With Spain selling 2.54 billion Euros of 2- and 10-year government bonds, figures that exceeded the top end of the government’s planned range of 2.5 billion Euros, the June Euro jumped higher, but could not attract enough buying pressure to exceed any important tops to change the main trend to up on the daily chart. This was a sign that buyers were backing way from the Euro and suggested that it was short-covering rather than fresh buying that was driving the market higher.
In hindsight, it looks as if the initial response to the bond auction was merely a relief rally and that Euro investors realized that Spain still face serious problems that are not likely to go away over the near-term.

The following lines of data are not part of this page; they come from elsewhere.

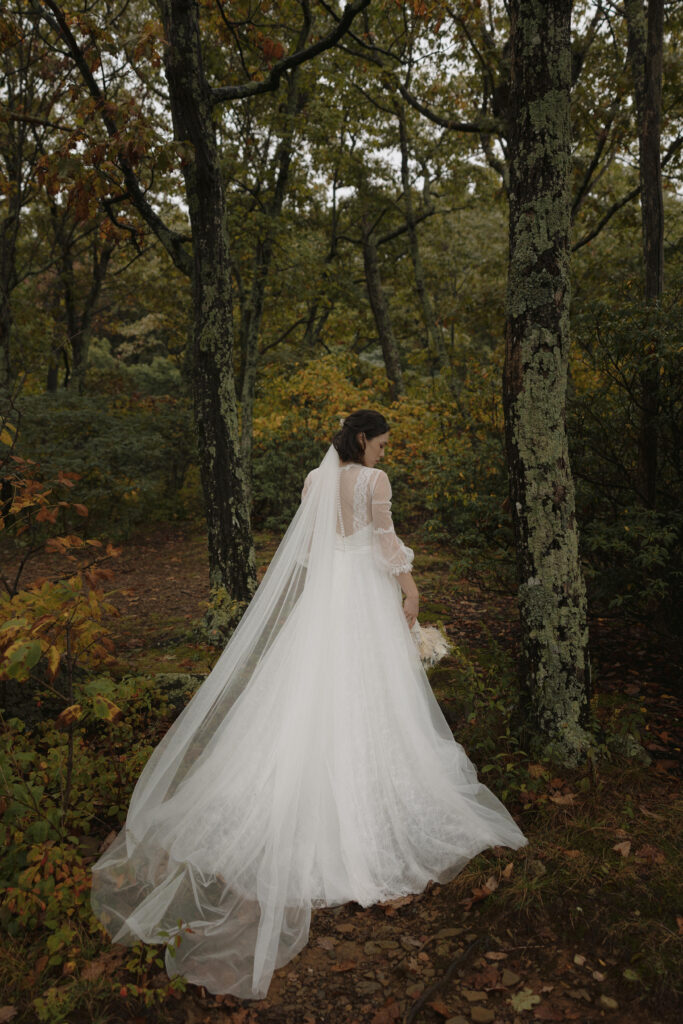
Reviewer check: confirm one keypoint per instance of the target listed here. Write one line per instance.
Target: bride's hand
(411, 608)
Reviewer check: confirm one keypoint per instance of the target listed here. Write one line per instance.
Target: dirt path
(494, 958)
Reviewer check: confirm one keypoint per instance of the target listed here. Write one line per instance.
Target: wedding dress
(311, 768)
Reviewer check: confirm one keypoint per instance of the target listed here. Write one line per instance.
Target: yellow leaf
(52, 660)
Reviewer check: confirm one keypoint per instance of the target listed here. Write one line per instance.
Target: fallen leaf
(388, 1014)
(472, 996)
(651, 854)
(344, 966)
(563, 799)
(439, 1007)
(523, 999)
(547, 1012)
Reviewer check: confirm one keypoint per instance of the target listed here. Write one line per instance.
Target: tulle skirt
(334, 777)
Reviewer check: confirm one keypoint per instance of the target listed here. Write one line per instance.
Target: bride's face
(375, 449)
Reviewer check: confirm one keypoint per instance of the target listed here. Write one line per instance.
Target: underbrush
(56, 961)
(603, 865)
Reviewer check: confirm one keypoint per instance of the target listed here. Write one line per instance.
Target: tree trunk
(380, 309)
(551, 589)
(231, 561)
(645, 58)
(252, 314)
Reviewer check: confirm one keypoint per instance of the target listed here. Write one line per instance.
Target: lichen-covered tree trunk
(551, 589)
(645, 57)
(380, 309)
(434, 335)
(8, 239)
(231, 561)
(252, 314)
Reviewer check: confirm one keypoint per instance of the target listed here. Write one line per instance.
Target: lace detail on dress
(360, 518)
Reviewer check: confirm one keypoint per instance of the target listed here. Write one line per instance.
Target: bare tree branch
(224, 92)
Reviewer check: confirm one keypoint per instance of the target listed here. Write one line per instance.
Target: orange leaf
(69, 716)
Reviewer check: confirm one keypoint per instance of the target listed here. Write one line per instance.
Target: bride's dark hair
(364, 421)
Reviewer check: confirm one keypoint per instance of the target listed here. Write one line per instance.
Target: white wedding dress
(312, 767)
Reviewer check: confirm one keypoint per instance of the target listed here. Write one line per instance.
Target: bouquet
(431, 642)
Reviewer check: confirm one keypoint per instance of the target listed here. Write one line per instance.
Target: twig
(429, 993)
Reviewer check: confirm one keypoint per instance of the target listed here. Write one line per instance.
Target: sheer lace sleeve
(390, 552)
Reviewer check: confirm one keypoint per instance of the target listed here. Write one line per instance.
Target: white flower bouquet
(431, 642)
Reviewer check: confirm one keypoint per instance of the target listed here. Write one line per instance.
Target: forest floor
(583, 925)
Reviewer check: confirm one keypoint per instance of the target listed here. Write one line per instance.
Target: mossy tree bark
(252, 311)
(551, 589)
(231, 562)
(434, 334)
(645, 58)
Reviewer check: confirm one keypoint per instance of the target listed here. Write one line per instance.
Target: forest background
(161, 365)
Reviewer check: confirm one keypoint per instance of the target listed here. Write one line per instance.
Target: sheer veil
(159, 881)
(312, 767)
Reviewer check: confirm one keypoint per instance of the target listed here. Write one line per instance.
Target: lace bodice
(365, 504)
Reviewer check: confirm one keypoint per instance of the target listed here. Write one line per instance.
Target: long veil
(162, 879)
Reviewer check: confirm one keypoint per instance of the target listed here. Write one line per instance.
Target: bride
(313, 766)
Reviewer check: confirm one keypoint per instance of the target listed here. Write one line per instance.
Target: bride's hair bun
(364, 421)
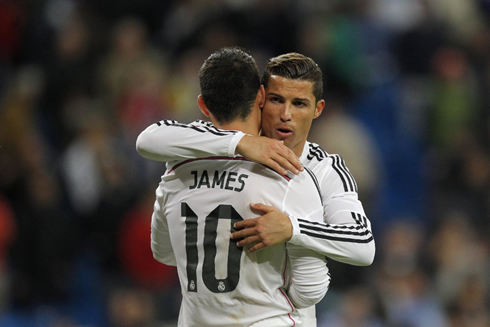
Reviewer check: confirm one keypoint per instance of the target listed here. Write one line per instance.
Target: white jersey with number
(345, 234)
(198, 201)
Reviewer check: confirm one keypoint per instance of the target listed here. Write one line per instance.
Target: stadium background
(407, 92)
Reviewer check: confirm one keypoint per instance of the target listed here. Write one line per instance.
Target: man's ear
(202, 106)
(261, 97)
(320, 105)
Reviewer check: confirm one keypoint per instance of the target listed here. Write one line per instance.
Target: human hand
(270, 152)
(274, 227)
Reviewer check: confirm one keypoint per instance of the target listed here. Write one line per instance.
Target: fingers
(260, 207)
(243, 233)
(257, 247)
(246, 223)
(249, 241)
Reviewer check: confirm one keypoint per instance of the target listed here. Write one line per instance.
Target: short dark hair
(297, 67)
(229, 81)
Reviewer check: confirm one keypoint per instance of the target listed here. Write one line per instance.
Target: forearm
(309, 277)
(161, 245)
(350, 243)
(169, 140)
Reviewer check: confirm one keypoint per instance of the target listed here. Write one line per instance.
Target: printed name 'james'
(227, 180)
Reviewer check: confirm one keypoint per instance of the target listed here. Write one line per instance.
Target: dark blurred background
(407, 92)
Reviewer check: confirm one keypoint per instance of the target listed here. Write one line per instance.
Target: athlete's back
(198, 201)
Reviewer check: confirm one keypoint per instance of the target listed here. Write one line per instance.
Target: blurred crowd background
(407, 90)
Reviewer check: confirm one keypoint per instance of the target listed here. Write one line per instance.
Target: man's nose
(286, 113)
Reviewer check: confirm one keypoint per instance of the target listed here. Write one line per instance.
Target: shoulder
(201, 126)
(330, 168)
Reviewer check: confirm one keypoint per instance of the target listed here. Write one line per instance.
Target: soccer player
(199, 201)
(293, 85)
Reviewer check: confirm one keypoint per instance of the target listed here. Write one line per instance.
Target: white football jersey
(198, 201)
(344, 235)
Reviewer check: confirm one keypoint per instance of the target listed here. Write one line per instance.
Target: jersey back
(223, 285)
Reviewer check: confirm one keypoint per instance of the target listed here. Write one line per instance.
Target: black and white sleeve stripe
(199, 126)
(353, 233)
(338, 165)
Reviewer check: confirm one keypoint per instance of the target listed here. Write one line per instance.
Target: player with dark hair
(293, 87)
(199, 201)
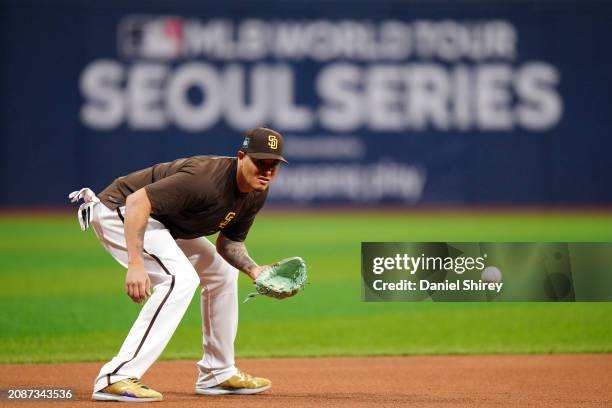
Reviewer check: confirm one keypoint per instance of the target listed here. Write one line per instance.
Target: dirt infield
(441, 381)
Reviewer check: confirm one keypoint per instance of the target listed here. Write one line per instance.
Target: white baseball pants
(175, 268)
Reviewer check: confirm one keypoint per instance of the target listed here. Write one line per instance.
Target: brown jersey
(192, 197)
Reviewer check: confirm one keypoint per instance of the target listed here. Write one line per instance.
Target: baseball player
(153, 222)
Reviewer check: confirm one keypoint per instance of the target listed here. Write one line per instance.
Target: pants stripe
(156, 312)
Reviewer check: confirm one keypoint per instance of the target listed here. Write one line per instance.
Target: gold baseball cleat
(241, 383)
(128, 390)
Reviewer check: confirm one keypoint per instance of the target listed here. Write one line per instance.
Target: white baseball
(491, 274)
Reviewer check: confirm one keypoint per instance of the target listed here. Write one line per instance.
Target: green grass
(62, 299)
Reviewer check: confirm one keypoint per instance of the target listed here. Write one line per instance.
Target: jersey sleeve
(239, 231)
(174, 193)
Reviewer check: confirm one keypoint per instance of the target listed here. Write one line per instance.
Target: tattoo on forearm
(235, 253)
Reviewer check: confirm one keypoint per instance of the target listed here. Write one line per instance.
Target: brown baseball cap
(263, 143)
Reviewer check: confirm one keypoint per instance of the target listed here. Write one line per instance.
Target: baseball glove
(282, 279)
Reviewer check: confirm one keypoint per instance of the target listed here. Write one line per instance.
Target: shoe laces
(244, 376)
(136, 382)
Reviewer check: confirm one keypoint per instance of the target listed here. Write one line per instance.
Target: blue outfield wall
(444, 102)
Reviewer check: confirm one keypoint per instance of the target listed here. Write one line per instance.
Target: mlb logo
(155, 37)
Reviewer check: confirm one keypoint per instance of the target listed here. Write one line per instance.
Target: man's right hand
(137, 283)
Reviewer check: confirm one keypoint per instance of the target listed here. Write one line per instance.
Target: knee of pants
(225, 281)
(187, 281)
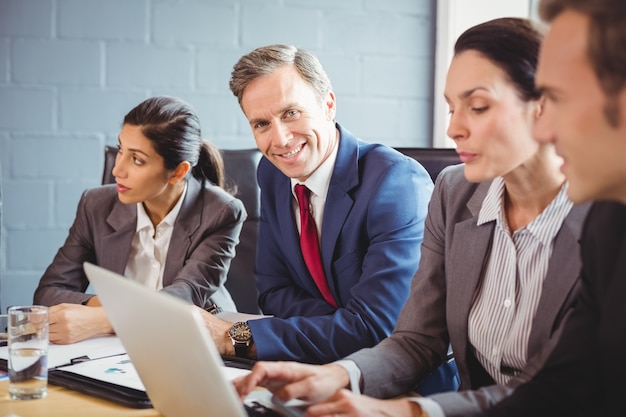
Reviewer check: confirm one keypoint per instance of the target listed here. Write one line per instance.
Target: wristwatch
(241, 336)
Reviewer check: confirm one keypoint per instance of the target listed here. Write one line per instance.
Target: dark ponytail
(174, 129)
(210, 164)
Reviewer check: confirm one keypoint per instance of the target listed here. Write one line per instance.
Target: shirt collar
(544, 227)
(143, 220)
(319, 180)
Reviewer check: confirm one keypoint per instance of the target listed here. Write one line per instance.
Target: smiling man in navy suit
(368, 203)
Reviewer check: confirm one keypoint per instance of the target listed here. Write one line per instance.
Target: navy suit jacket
(370, 244)
(585, 374)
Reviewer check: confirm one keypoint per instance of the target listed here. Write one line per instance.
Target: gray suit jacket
(454, 251)
(201, 247)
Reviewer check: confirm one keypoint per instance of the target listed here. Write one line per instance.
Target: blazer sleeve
(204, 264)
(64, 280)
(419, 342)
(309, 330)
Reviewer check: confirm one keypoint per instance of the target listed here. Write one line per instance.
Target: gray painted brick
(4, 157)
(328, 4)
(37, 61)
(376, 120)
(370, 119)
(135, 65)
(65, 201)
(27, 109)
(100, 110)
(18, 289)
(378, 33)
(197, 22)
(27, 203)
(421, 7)
(4, 60)
(344, 71)
(32, 250)
(56, 158)
(295, 26)
(214, 68)
(26, 17)
(414, 123)
(96, 19)
(397, 77)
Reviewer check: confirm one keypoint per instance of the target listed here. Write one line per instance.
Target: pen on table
(214, 309)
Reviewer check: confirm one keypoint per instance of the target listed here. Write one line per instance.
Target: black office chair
(433, 159)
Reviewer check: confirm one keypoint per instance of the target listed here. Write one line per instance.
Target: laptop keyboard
(256, 409)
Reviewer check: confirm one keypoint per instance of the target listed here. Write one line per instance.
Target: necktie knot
(303, 194)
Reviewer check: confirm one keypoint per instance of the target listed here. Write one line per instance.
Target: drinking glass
(28, 352)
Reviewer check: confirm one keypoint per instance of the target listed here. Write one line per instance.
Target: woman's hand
(71, 323)
(345, 403)
(288, 380)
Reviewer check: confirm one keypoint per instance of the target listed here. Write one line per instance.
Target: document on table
(119, 370)
(59, 355)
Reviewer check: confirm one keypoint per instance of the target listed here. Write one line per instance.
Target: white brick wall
(71, 69)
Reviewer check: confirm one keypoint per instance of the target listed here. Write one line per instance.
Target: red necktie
(310, 245)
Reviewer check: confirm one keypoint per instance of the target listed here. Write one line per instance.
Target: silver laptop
(172, 351)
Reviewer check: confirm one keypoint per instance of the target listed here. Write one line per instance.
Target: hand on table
(289, 380)
(218, 329)
(345, 403)
(71, 323)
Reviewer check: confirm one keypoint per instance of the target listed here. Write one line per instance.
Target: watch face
(240, 332)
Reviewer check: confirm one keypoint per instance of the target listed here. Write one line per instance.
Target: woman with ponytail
(167, 223)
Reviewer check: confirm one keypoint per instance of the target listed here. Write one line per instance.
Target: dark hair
(265, 60)
(512, 44)
(174, 129)
(606, 47)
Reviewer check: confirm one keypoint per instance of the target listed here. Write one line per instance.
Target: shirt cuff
(430, 407)
(353, 372)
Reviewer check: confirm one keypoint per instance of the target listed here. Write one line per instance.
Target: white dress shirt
(148, 251)
(318, 183)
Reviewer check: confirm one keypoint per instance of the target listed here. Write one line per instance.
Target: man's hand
(218, 329)
(71, 323)
(346, 403)
(288, 380)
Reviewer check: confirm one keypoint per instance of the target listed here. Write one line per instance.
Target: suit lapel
(468, 254)
(561, 277)
(338, 200)
(187, 222)
(123, 220)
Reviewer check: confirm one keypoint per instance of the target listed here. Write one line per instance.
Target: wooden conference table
(61, 402)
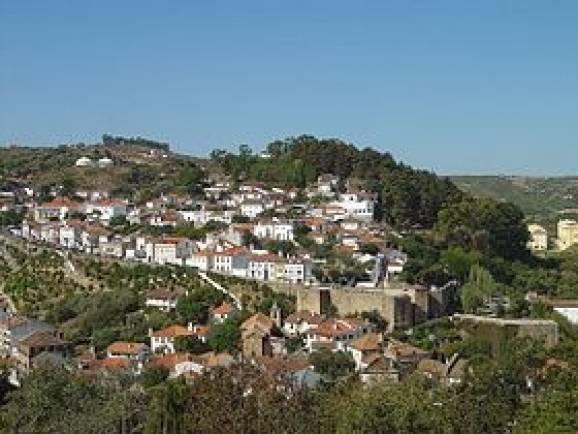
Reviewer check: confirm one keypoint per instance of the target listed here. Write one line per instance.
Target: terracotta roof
(131, 348)
(305, 316)
(169, 361)
(567, 303)
(284, 365)
(213, 359)
(369, 342)
(268, 257)
(41, 339)
(112, 363)
(432, 367)
(260, 321)
(173, 331)
(233, 251)
(164, 294)
(332, 328)
(60, 202)
(223, 309)
(402, 349)
(200, 331)
(108, 202)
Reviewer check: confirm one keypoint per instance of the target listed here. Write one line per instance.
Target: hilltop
(539, 197)
(139, 168)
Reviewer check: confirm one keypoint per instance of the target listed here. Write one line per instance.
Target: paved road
(221, 288)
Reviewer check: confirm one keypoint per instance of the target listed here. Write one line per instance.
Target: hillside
(140, 168)
(540, 198)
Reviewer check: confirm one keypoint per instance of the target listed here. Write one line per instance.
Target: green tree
(332, 365)
(478, 289)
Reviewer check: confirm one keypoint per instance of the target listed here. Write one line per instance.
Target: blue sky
(453, 86)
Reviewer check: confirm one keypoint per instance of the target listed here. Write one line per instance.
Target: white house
(299, 323)
(104, 162)
(334, 333)
(296, 271)
(203, 260)
(172, 250)
(70, 236)
(280, 231)
(251, 208)
(222, 312)
(233, 261)
(566, 308)
(107, 209)
(265, 267)
(83, 162)
(163, 341)
(163, 299)
(358, 205)
(134, 351)
(58, 208)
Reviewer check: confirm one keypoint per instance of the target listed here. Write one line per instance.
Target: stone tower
(276, 315)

Technically, the June Euro is still in a downtrend on the daily chart and will remain in this position until an important top is violated. Investors have done their part to defend the single-currency at the 1.3000 level, but no one seems interested in prolonging the rally by buying strength. Basically, the Euro is still in the hands of strong sellers.
This morning the June Euro is trading on the weakside of a short-term 50% price level at 1.3109 and threatening to trade below a major 50% price level at 1.3070. Sell stops are likely building under the 1.3000 to 1.2987 area, but heavy shorting as the market approaches these levels could trigger an acceleration to the downside once this area is breached.